Here's a simpler way to think about it: if we place a large tank of water
on scales, and then we place a neutrally-bouyant submarine into the tank
of water, do those scales register the weight of the submarine? Obviously
yes. The submarine pushes down on the bottom of the tank, and the tank
pushes equally upwards on the submarine, therefor the submarine does not
free-fall to the bottom of the tank. In my mind I extend the physics of
the submarine to the physics of a neutrally-bouyant helium balloon, and I
see that the balloon can remain aloft only because there is a force-pair
between the balloon and the surface of the earth. The earth supports the
balloon's weight.

A reaction-engine is entirely different. If a rocket hovers high above
the ground, and if its exhaust eventually contacts the ground, then the
rocket is *not* using the surface of the earth in order to remain aloft.
Why would I say such a thing? Well, first of all I am extremely aware that
rockets fly by pushing against their own exhaust. :)

Second: in order for the rocket to push upon the earth, a force-pair must
exist between the rocket and the earth. But there is none. Instead,
there is a force-pair between the rocket and the exhaust which it emits.
There is a *different* force-pair between the exhaust and the earth which
it strikes. The two force-pairs are widely separated both in space and in
time, and there is no significant force being communicated backwards from
the earth to the rocket. Yes, if the exhaust were to bounce off the earth
and be caught by the rocket, then this would act like a long range
force-pair between earth and rocket. If a rocket hovered 10cm above the
earth, then this situation would apply, since the "reflected" exhaust
would then interact with the rocket. However, since a high-flying rocket
is not struck by the exhaust that bounces from the earth, there is no
force-pair between the rocket and the earth.
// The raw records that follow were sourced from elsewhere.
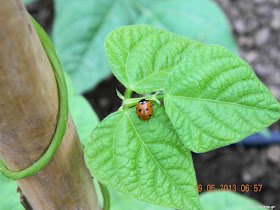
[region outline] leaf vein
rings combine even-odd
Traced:
[[[174,95],[172,95],[172,98],[184,98],[184,99],[188,99],[188,100],[196,100],[196,101],[202,101],[202,102],[203,101],[209,101],[209,102],[214,102],[214,103],[227,104],[227,105],[231,105],[231,106],[241,106],[241,107],[256,109],[256,110],[260,110],[260,111],[266,111],[267,110],[267,111],[275,112],[274,110],[271,110],[271,109],[253,107],[253,106],[248,106],[248,105],[244,105],[244,104],[237,104],[237,103],[233,103],[233,102],[219,101],[219,100],[206,99],[206,98],[193,98],[193,97],[187,97],[187,96],[174,96]]]
[[[200,48],[199,48],[199,49],[200,49]],[[199,49],[198,49],[198,50],[199,50]],[[196,51],[196,50],[195,50],[195,51]],[[215,61],[222,60],[222,59],[224,59],[224,58],[227,58],[227,57],[220,57],[220,58],[213,59],[213,60],[208,61],[208,62],[206,62],[206,63],[204,63],[204,64],[202,64],[202,65],[196,66],[196,67],[195,67],[194,69],[192,69],[190,72],[185,72],[184,75],[183,75],[171,88],[169,88],[169,91],[168,91],[168,92],[171,92],[171,90],[172,90],[182,79],[184,79],[184,76],[186,76],[187,74],[190,75],[190,74],[193,73],[195,70],[197,70],[197,69],[199,69],[199,68],[201,68],[201,67],[204,67],[204,66],[206,66],[207,64],[213,63],[213,62],[215,62]]]
[[[159,164],[159,162],[155,159],[155,157],[153,156],[153,154],[151,153],[151,151],[147,148],[145,142],[143,141],[143,139],[141,138],[141,136],[140,136],[140,134],[138,133],[137,129],[135,128],[133,122],[131,121],[130,116],[127,115],[127,117],[128,117],[128,119],[129,119],[129,121],[130,121],[130,123],[131,123],[133,129],[135,130],[135,132],[136,132],[138,138],[141,140],[142,144],[144,145],[144,147],[145,147],[145,148],[147,149],[147,151],[150,153],[151,157],[154,159],[154,161],[157,163],[157,165],[163,170],[162,166],[161,166],[161,165]],[[181,190],[181,188],[171,179],[171,177],[167,174],[167,172],[166,172],[165,170],[163,170],[163,172],[166,174],[166,176],[168,177],[168,179],[174,184],[174,186],[176,186],[176,188],[185,196],[185,198],[186,198],[187,200],[189,200],[190,203],[193,204],[193,206],[195,206],[195,204],[193,203],[193,201],[190,200],[189,197]]]
[[[241,66],[244,66],[244,65],[238,65],[237,67],[234,67],[234,68],[231,67],[230,69],[224,70],[224,71],[220,72],[219,74],[215,75],[215,76],[204,86],[203,90],[201,91],[201,93],[200,93],[200,95],[199,95],[199,98],[202,96],[202,94],[204,93],[204,91],[206,90],[206,88],[208,87],[208,85],[209,85],[211,82],[213,82],[217,77],[223,75],[224,73],[228,73],[228,72],[231,71],[231,70],[236,70],[236,69],[238,69],[238,68],[241,67]]]

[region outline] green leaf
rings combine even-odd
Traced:
[[[20,195],[17,193],[17,183],[7,179],[0,173],[0,208],[24,209],[20,203]]]
[[[220,46],[181,62],[165,86],[167,114],[194,152],[226,146],[280,118],[280,104],[242,59]]]
[[[68,92],[68,104],[80,141],[83,145],[89,139],[91,131],[99,123],[98,116],[81,95],[77,95],[71,78],[64,72]]]
[[[128,0],[55,0],[53,41],[77,93],[110,74],[103,43],[113,29],[135,19]]]
[[[124,96],[120,93],[120,91],[118,91],[118,90],[116,89],[116,93],[117,93],[117,96],[118,96],[120,99],[124,100]]]
[[[148,121],[135,108],[105,118],[92,132],[85,161],[103,184],[152,204],[200,209],[190,151],[161,105]]]
[[[23,0],[23,3],[24,4],[30,4],[30,3],[34,2],[34,1],[36,1],[36,0]]]
[[[103,198],[103,210],[110,210],[111,209],[111,195],[110,192],[108,190],[108,188],[101,184],[100,182],[98,182],[98,185],[100,187],[100,191],[102,193],[102,198]]]
[[[99,123],[99,119],[88,101],[80,95],[69,98],[69,109],[79,134],[80,141],[85,145],[91,131]]]
[[[67,4],[55,0],[55,10],[54,44],[78,93],[110,74],[103,42],[110,31],[123,25],[151,24],[237,52],[225,16],[208,0],[69,0]]]
[[[172,210],[171,208],[155,206],[146,202],[131,199],[130,197],[114,190],[110,190],[110,195],[111,210]]]
[[[199,197],[204,210],[237,210],[250,209],[249,206],[264,206],[258,201],[230,191],[206,192]]]
[[[137,2],[137,1],[136,1]],[[223,11],[209,0],[138,0],[142,15],[136,24],[149,24],[205,44],[219,44],[237,54]]]
[[[114,75],[146,94],[164,87],[172,69],[201,43],[151,26],[126,26],[110,33],[105,51]]]
[[[68,94],[68,98],[71,98],[72,96],[76,95],[76,91],[75,88],[73,86],[72,80],[69,77],[69,75],[66,72],[64,73],[64,78],[65,78],[65,82],[66,82],[66,86],[67,86],[67,94]]]
[[[95,191],[97,193],[98,203],[100,206],[103,206],[103,196],[101,193],[101,189],[98,187],[99,183],[97,179],[93,179]],[[147,202],[139,201],[133,199],[123,193],[117,192],[113,189],[109,189],[110,192],[110,202],[111,202],[111,210],[172,210],[171,208],[156,206]]]

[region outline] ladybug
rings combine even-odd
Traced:
[[[136,105],[136,114],[141,120],[148,120],[153,114],[153,106],[146,99],[140,100]]]

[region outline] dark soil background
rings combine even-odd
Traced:
[[[215,0],[224,10],[232,27],[240,56],[280,101],[280,0]],[[50,33],[52,1],[40,0],[28,11]],[[124,91],[113,77],[85,94],[100,120],[121,105],[115,89]],[[270,127],[280,130],[280,122]],[[248,148],[241,144],[204,154],[193,154],[198,184],[219,188],[235,184],[238,192],[265,205],[280,209],[280,145]],[[261,192],[241,192],[242,184],[262,184]]]

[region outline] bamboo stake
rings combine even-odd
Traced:
[[[13,171],[48,148],[57,122],[55,77],[21,0],[0,0],[0,156]],[[50,163],[18,181],[33,209],[98,209],[83,150],[69,114]]]

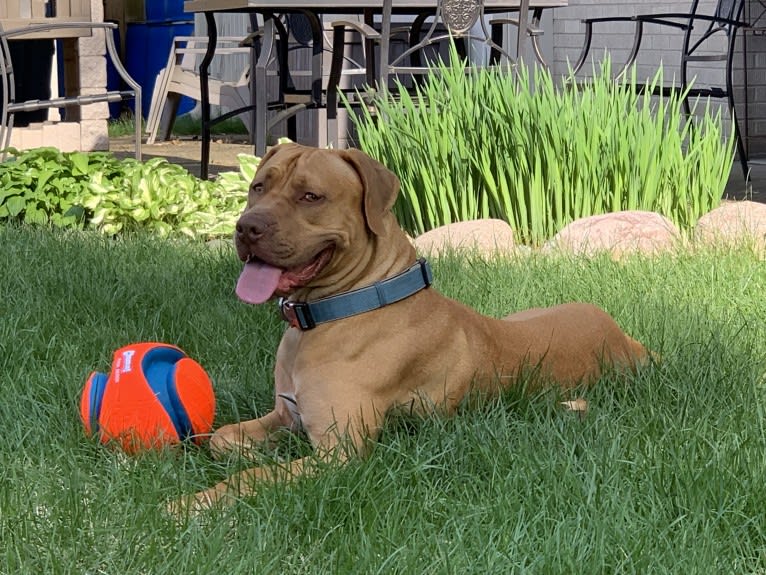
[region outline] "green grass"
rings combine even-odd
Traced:
[[[135,117],[132,114],[124,114],[119,118],[110,120],[109,137],[132,136],[135,125]],[[176,118],[172,134],[175,136],[199,136],[201,130],[199,118],[193,118],[191,114],[183,114]],[[247,128],[239,118],[219,122],[213,126],[212,130],[214,134],[247,134]]]
[[[583,419],[511,391],[392,421],[365,461],[177,522],[167,500],[245,462],[94,444],[85,378],[167,341],[211,374],[218,423],[253,417],[272,402],[276,310],[236,299],[227,247],[16,227],[0,245],[2,573],[766,569],[766,271],[746,250],[435,262],[438,289],[485,313],[592,301],[664,360],[586,391]]]

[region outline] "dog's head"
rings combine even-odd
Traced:
[[[237,222],[247,262],[237,292],[250,303],[331,286],[366,265],[398,230],[399,180],[359,150],[277,146],[261,161]]]

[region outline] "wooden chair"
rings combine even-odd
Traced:
[[[744,0],[718,0],[712,11],[703,12],[703,9],[709,7],[710,4],[700,2],[700,0],[693,0],[689,11],[683,13],[638,14],[635,16],[589,18],[583,20],[585,24],[585,42],[572,69],[572,76],[575,77],[589,60],[588,56],[591,51],[595,25],[627,22],[632,23],[634,26],[633,47],[625,64],[617,73],[617,77],[627,73],[636,63],[643,46],[645,26],[659,26],[682,32],[678,48],[681,60],[680,79],[674,85],[655,86],[652,93],[663,96],[668,96],[673,92],[685,93],[686,97],[684,98],[683,105],[687,116],[691,115],[690,100],[692,99],[725,99],[731,115],[732,135],[737,141],[737,154],[742,165],[742,171],[747,176],[747,151],[737,122],[735,93],[732,82],[737,32],[747,26],[747,23],[741,20],[744,4]],[[720,85],[700,85],[696,82],[696,78],[690,77],[689,65],[695,62],[723,62]],[[641,86],[640,89],[646,91],[648,87]]]
[[[175,123],[178,105],[182,96],[196,101],[202,99],[198,60],[207,51],[207,38],[201,36],[176,36],[170,48],[167,65],[157,74],[152,94],[152,103],[146,119],[147,144],[153,144],[158,138],[167,140]],[[216,55],[227,56],[245,54],[250,56],[251,48],[241,45],[242,38],[218,38]],[[234,82],[218,78],[208,79],[210,104],[227,110],[246,107],[250,102],[250,67],[242,70]],[[248,117],[243,118],[250,129]]]

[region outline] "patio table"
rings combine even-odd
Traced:
[[[394,0],[393,11],[398,14],[420,14],[424,11],[436,9],[437,0]],[[522,52],[523,43],[527,38],[526,25],[529,10],[541,11],[547,8],[567,6],[568,0],[484,0],[484,9],[487,13],[519,12],[519,30],[516,45],[517,56]],[[251,68],[251,77],[254,86],[265,86],[266,66],[268,65],[272,47],[275,40],[275,14],[303,13],[309,17],[314,29],[314,54],[312,57],[312,89],[311,102],[319,105],[321,102],[321,30],[316,30],[316,23],[320,14],[361,14],[365,21],[372,22],[373,15],[380,13],[383,8],[381,0],[186,0],[184,11],[190,13],[203,13],[207,24],[208,44],[207,51],[199,66],[200,75],[200,108],[202,123],[202,157],[200,177],[207,178],[208,163],[210,159],[210,100],[208,92],[209,66],[215,55],[215,46],[218,38],[218,30],[215,14],[245,12],[259,13],[263,16],[263,39],[260,56],[255,66]],[[255,153],[262,155],[266,151],[267,131],[267,101],[266,90],[263,88],[253,90],[254,102],[248,109],[254,111],[254,134]],[[298,107],[305,108],[306,104]],[[289,112],[288,114],[289,115]]]

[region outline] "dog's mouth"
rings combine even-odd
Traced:
[[[289,269],[273,266],[251,255],[239,276],[237,296],[247,303],[259,304],[274,295],[287,295],[313,280],[330,261],[334,250],[334,246],[327,247],[307,263]]]

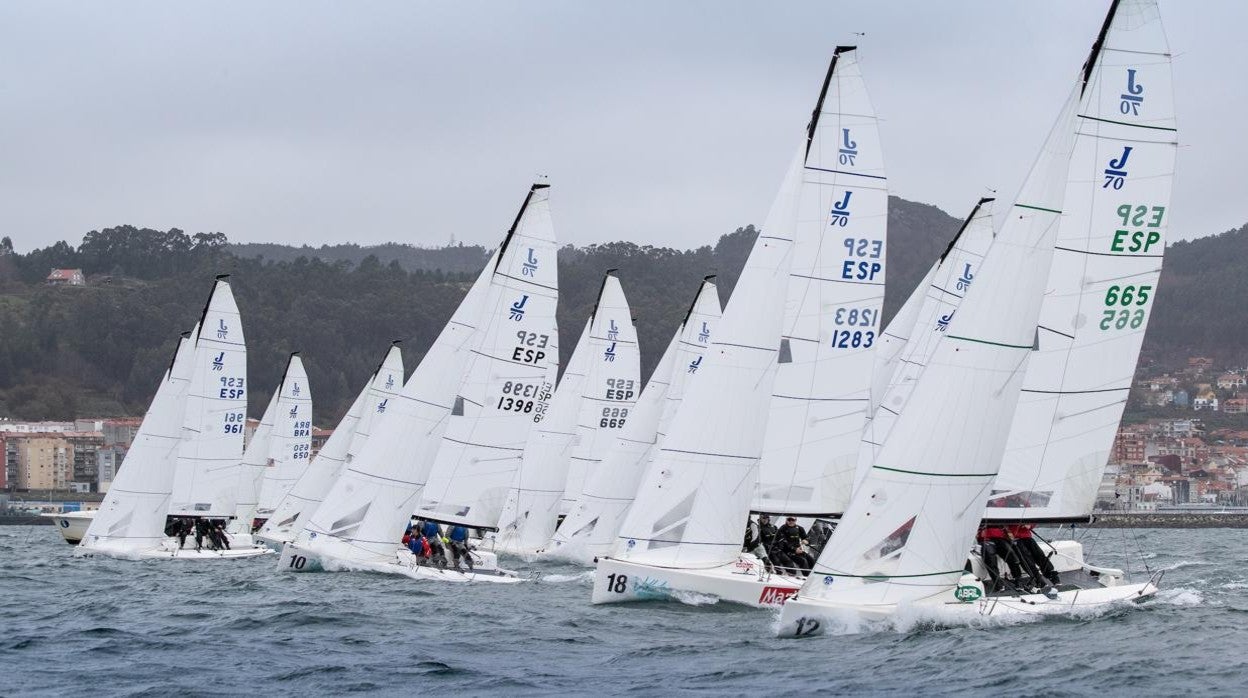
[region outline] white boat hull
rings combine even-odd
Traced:
[[[743,554],[737,561],[709,569],[654,567],[615,558],[598,559],[594,571],[595,604],[681,599],[706,594],[721,601],[755,607],[783,604],[801,588],[800,577],[759,576],[758,558]]]
[[[61,532],[61,537],[70,545],[78,545],[87,535],[87,529],[91,527],[91,520],[95,518],[95,511],[67,511],[61,514],[41,514],[44,518],[52,519],[56,524],[56,530]]]
[[[417,564],[416,556],[405,549],[397,549],[394,558],[387,561],[364,562],[340,560],[329,555],[322,555],[311,550],[300,548],[294,543],[287,543],[282,548],[278,569],[287,572],[377,572],[380,574],[397,574],[411,579],[430,579],[440,582],[491,582],[494,584],[514,584],[524,581],[518,574],[510,570],[499,569],[498,558],[490,552],[474,551],[480,560],[473,571],[456,570],[453,567],[439,569],[431,565]]]
[[[1160,581],[1160,576],[1155,576],[1142,584],[1054,590],[1055,593],[1051,595],[994,594],[978,596],[969,601],[958,600],[955,598],[955,591],[951,589],[910,604],[880,606],[833,604],[798,595],[789,599],[781,610],[776,635],[821,635],[830,628],[849,627],[860,621],[886,621],[903,609],[914,616],[950,623],[1010,616],[1080,615],[1116,604],[1146,601],[1157,593]]]
[[[262,555],[273,555],[274,551],[268,548],[258,548],[251,545],[239,545],[231,537],[231,547],[229,550],[209,550],[207,547],[196,550],[193,544],[185,548],[178,547],[176,538],[168,538],[158,547],[147,549],[134,549],[131,547],[110,546],[107,544],[99,546],[84,547],[79,546],[74,551],[74,555],[78,557],[94,557],[105,556],[119,560],[238,560],[248,557],[260,557]]]
[[[294,540],[294,536],[287,538],[273,532],[257,533],[252,536],[252,540],[255,541],[256,545],[263,545],[275,553],[280,553],[287,543]]]

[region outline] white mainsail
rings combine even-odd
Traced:
[[[80,548],[137,553],[157,548],[164,541],[173,466],[190,383],[193,336],[194,331],[178,340],[173,360],[165,369],[143,423],[79,543]]]
[[[534,187],[494,273],[467,376],[416,514],[495,528],[559,370],[555,230]]]
[[[234,515],[247,423],[247,347],[228,275],[218,276],[196,332],[169,513]]]
[[[256,506],[260,501],[260,485],[264,481],[264,468],[268,465],[273,444],[273,418],[277,414],[277,399],[281,384],[273,391],[269,404],[260,416],[260,423],[251,433],[243,449],[243,462],[238,468],[238,494],[235,497],[234,520],[230,522],[231,534],[251,533]]]
[[[298,352],[290,355],[282,376],[269,438],[269,457],[255,511],[256,518],[265,520],[303,477],[312,455],[312,389]]]
[[[588,562],[614,547],[620,524],[659,442],[662,419],[666,413],[674,414],[683,386],[695,379],[702,355],[710,345],[720,316],[719,291],[711,278],[707,277],[698,287],[684,321],[676,328],[628,423],[606,451],[598,470],[586,480],[584,492],[559,526],[547,552]]]
[[[1111,16],[991,520],[1092,512],[1156,298],[1178,147],[1170,53],[1156,2],[1122,0]]]
[[[548,209],[546,199],[545,185],[534,185],[503,244],[429,347],[403,391],[390,401],[385,418],[375,423],[358,457],[346,464],[296,537],[298,547],[347,562],[394,559],[403,528],[411,518],[441,445],[469,356],[479,344],[477,326],[487,319],[486,301],[497,296],[492,292],[495,284],[512,283],[512,276],[527,276],[522,265],[527,261],[530,240],[519,229],[530,215],[531,204],[540,201],[540,208]],[[548,217],[546,212],[542,215]],[[553,266],[555,257],[552,252],[534,261],[539,266]]]
[[[260,533],[273,540],[291,540],[320,506],[325,493],[338,479],[343,464],[350,462],[368,442],[374,420],[385,414],[390,400],[403,385],[403,352],[398,342],[390,346],[381,365],[369,376],[355,401],[334,427],[334,433],[312,458],[308,469],[278,503]]]
[[[962,575],[1035,341],[1077,105],[1076,90],[785,620],[808,602],[891,608]]]
[[[980,199],[927,278],[906,301],[907,305],[918,301],[915,326],[898,354],[895,370],[891,372],[887,388],[880,398],[879,409],[863,430],[854,477],[855,488],[871,472],[880,446],[910,399],[915,381],[922,375],[932,353],[936,351],[937,343],[957,313],[962,298],[979,273],[979,265],[992,245],[992,201]],[[877,368],[880,366],[877,365]]]
[[[775,378],[803,155],[785,175],[698,380],[642,479],[616,557],[697,568],[727,564],[741,551]]]
[[[641,351],[624,289],[607,271],[590,316],[589,366],[581,383],[580,415],[560,513],[570,512],[587,479],[595,477],[641,394]]]
[[[499,516],[495,547],[500,551],[533,555],[555,532],[581,411],[581,386],[589,371],[589,328],[593,321],[592,316],[585,321],[559,387],[524,444],[520,469]]]
[[[853,48],[838,48],[828,68],[799,201],[753,508],[815,516],[849,503],[884,304],[888,186]]]

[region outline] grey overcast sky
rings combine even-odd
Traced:
[[[563,241],[709,244],[761,222],[844,43],[893,193],[961,216],[1013,196],[1108,5],[0,0],[0,234],[492,246],[548,175]],[[1221,232],[1248,221],[1248,3],[1161,8],[1172,237]]]

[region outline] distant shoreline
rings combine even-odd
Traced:
[[[1248,528],[1248,512],[1132,512],[1093,514],[1093,528]]]

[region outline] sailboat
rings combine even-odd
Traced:
[[[620,524],[637,494],[685,385],[696,379],[702,356],[719,320],[719,292],[706,277],[667,350],[629,414],[628,423],[605,451],[598,469],[586,479],[572,512],[555,533],[546,554],[583,564],[611,552]]]
[[[338,479],[343,464],[354,460],[368,442],[374,420],[382,418],[402,385],[403,352],[396,341],[360,389],[334,433],[312,457],[307,470],[256,534],[257,542],[280,551],[283,545],[294,540],[304,521],[316,511],[325,493]]]
[[[164,535],[166,516],[225,522],[234,514],[246,401],[246,346],[222,275],[179,343],[79,554],[218,560],[270,552],[247,541],[196,550]]]
[[[810,356],[804,350],[793,353],[797,335],[788,342],[782,337],[793,328],[786,326],[790,278],[806,265],[794,266],[797,248],[819,250],[808,270],[819,277],[812,281],[840,279],[850,285],[883,278],[883,239],[868,234],[870,227],[857,235],[839,234],[855,210],[862,210],[859,203],[868,211],[882,211],[887,198],[871,114],[856,51],[838,47],[805,142],[704,357],[704,374],[686,393],[620,529],[614,554],[599,558],[594,603],[693,591],[753,606],[775,605],[800,586],[800,579],[768,574],[759,560],[742,553],[742,534],[758,489],[777,367],[794,356]],[[882,224],[874,230],[882,235]],[[803,242],[806,237],[810,240]],[[874,287],[864,290],[863,298],[876,293]],[[847,313],[842,322],[848,322]],[[838,348],[843,342],[847,351],[869,348],[875,339],[870,328],[878,318],[856,314],[855,322],[868,324],[838,327],[826,341]],[[864,372],[869,371],[870,355],[863,360]],[[861,403],[854,407],[859,413],[855,437],[865,398],[852,396]],[[852,468],[839,459],[832,472],[852,476]]]
[[[243,451],[232,531],[250,536],[307,468],[312,452],[312,394],[299,352],[290,355],[260,425]]]
[[[1116,3],[1106,28],[1087,77],[1038,346],[985,523],[1090,520],[1157,292],[1178,149],[1170,55],[1155,2]],[[1086,596],[1125,579],[1085,562],[1077,541],[1042,547],[1059,589],[1078,585]]]
[[[585,482],[597,476],[615,437],[632,419],[641,395],[641,350],[633,314],[616,270],[607,270],[591,315],[589,372],[581,383],[580,415],[572,460],[559,503],[568,514],[580,499]]]
[[[526,248],[526,255],[554,259],[548,215],[523,232],[543,236],[533,239],[541,246]],[[534,269],[520,277],[522,286],[500,287],[491,296],[488,305],[497,310],[487,310],[417,518],[497,530],[529,433],[543,419],[559,371],[555,271],[554,264]]]
[[[818,634],[830,619],[844,613],[887,618],[903,607],[942,617],[1068,613],[1139,601],[1156,593],[1156,576],[1130,583],[1114,574],[1116,570],[1107,570],[1087,586],[986,594],[981,578],[965,573],[964,565],[997,481],[1012,425],[1018,421],[1015,413],[1024,376],[1030,375],[1030,362],[1052,341],[1045,335],[1063,332],[1070,344],[1078,344],[1078,335],[1070,336],[1071,330],[1100,327],[1081,311],[1080,300],[1108,306],[1108,289],[1114,286],[1120,295],[1125,280],[1117,276],[1119,272],[1084,258],[1134,257],[1140,271],[1159,264],[1160,224],[1168,202],[1152,199],[1147,206],[1138,204],[1145,206],[1141,230],[1132,231],[1134,202],[1141,192],[1128,190],[1125,184],[1116,187],[1116,180],[1105,179],[1100,172],[1093,178],[1091,169],[1094,161],[1100,161],[1103,169],[1101,157],[1127,147],[1126,143],[1132,149],[1140,146],[1153,151],[1153,157],[1135,161],[1140,166],[1135,171],[1145,180],[1167,180],[1142,193],[1163,198],[1168,194],[1175,134],[1169,75],[1155,1],[1115,0],[1075,90],[989,249],[976,285],[963,298],[809,580],[785,604],[779,634]],[[1155,98],[1147,106],[1156,104],[1157,111],[1125,99],[1140,96],[1141,90],[1133,89],[1140,86],[1155,90],[1145,100]],[[1121,165],[1119,160],[1113,169],[1121,171]],[[1161,207],[1163,213],[1150,232],[1144,223],[1152,206]],[[1127,221],[1114,221],[1106,215],[1111,213],[1127,216]],[[1079,232],[1062,236],[1059,228]],[[1057,249],[1074,240],[1080,247]],[[1061,261],[1068,255],[1080,258],[1077,269]],[[1046,318],[1042,301],[1054,302],[1048,299],[1061,291],[1050,290],[1051,285],[1071,271],[1078,274],[1077,281],[1058,289],[1073,288],[1076,297],[1062,301],[1064,313]],[[1147,273],[1144,279],[1149,280]],[[1100,330],[1105,333],[1098,336],[1100,342],[1113,342],[1121,336],[1116,331],[1139,329],[1130,327],[1135,308],[1126,308],[1123,326],[1115,326],[1120,298],[1113,300],[1114,307],[1107,310],[1114,312],[1114,319]],[[1061,322],[1046,328],[1042,326],[1046,320]],[[1075,358],[1070,344],[1055,351]],[[1047,371],[1043,373],[1052,380]]]
[[[589,342],[593,322],[592,315],[585,321],[585,328],[546,405],[542,421],[533,426],[525,441],[519,469],[499,515],[494,539],[497,552],[532,558],[546,547],[555,532],[559,505],[567,489],[582,385],[593,351]]]
[[[390,403],[388,414],[377,423],[359,457],[344,468],[295,540],[284,546],[280,569],[367,570],[446,581],[518,581],[497,569],[492,553],[479,551],[475,572],[465,573],[421,565],[399,544],[449,423],[466,416],[470,409],[477,415],[485,411],[499,416],[505,411],[515,412],[517,402],[519,413],[529,419],[545,410],[549,395],[541,388],[548,386],[537,382],[535,389],[532,385],[535,377],[547,377],[558,352],[557,338],[539,331],[542,322],[548,321],[553,327],[555,254],[549,187],[535,184],[503,243],[403,391]],[[530,313],[546,319],[530,316],[526,321]],[[474,362],[474,357],[480,360]],[[542,371],[535,371],[535,367]],[[472,378],[465,379],[470,368]],[[500,382],[492,375],[492,368],[499,375],[514,371],[516,379],[506,386],[506,380]],[[520,375],[529,381],[518,380]],[[482,391],[481,384],[488,387]],[[510,392],[504,395],[504,389]],[[525,396],[526,390],[531,395]],[[507,397],[511,403],[503,399]],[[471,405],[470,399],[475,401]],[[531,403],[527,411],[526,402]],[[517,447],[506,446],[512,448]]]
Another point. Whenever a rocket hovers near a massive object, there is
no requirement that the rocket's exhaust strikes the object. Suppose a
rocket hovers several lunar-diameters above the moon. We can aim the
exhaust at the moon, or we can divide the exhaust into two diagonal
streams which miss the moon. This has little effect on the force-pair
between the rocket and its exhaust, although if the exhaust-streams miss
the moon, then the attraction exterted by the rocket upon the moon will
cause the moon to accelerate towards the rocket (imperceptably, because
the moon's mass is so enormous.)

I say again: a helium balloon employs a fundamentally different process
than a rocket in remaining aloft. There *is* a force-pair between the
balloon and the ground, but there is none between the rocket and the
ground. Neutral density craft push against the earth in order to remain
aloft, while reaction motors do not.



I believe that the controversy between the "Bernoulli-ist" and the
"Newtonist" explanations of flight definitely revolve around the above
concepts. The "Bernouli-ists" insist that airplanes need not deflect any
air on average. In your own discussions you state that "upwash" creates
lift, and that "downwash" creates even more lift, and therefor an aircraft
can fly even when upwash equals downwash. This is not correct, since
whenever an airplane is in level flight very high above the earth, there
is no significant force-pair between itself and the earth, and equal
amounts of upwash and downwash won't change this fact. The aircraft would
fall downwards unless either it lowers its density and behaves as a
balloon, or if it creates some net downwash and therefor applies some
downwards-directed "delta-vee" to some mass. Pressure-difference alone
cannot lift a craft. We can only fly by using the pressure-difference
which arises on a balloon's surfaces, or the pressure-difference across an
object which is constantly accelerating mass-parcels downwards.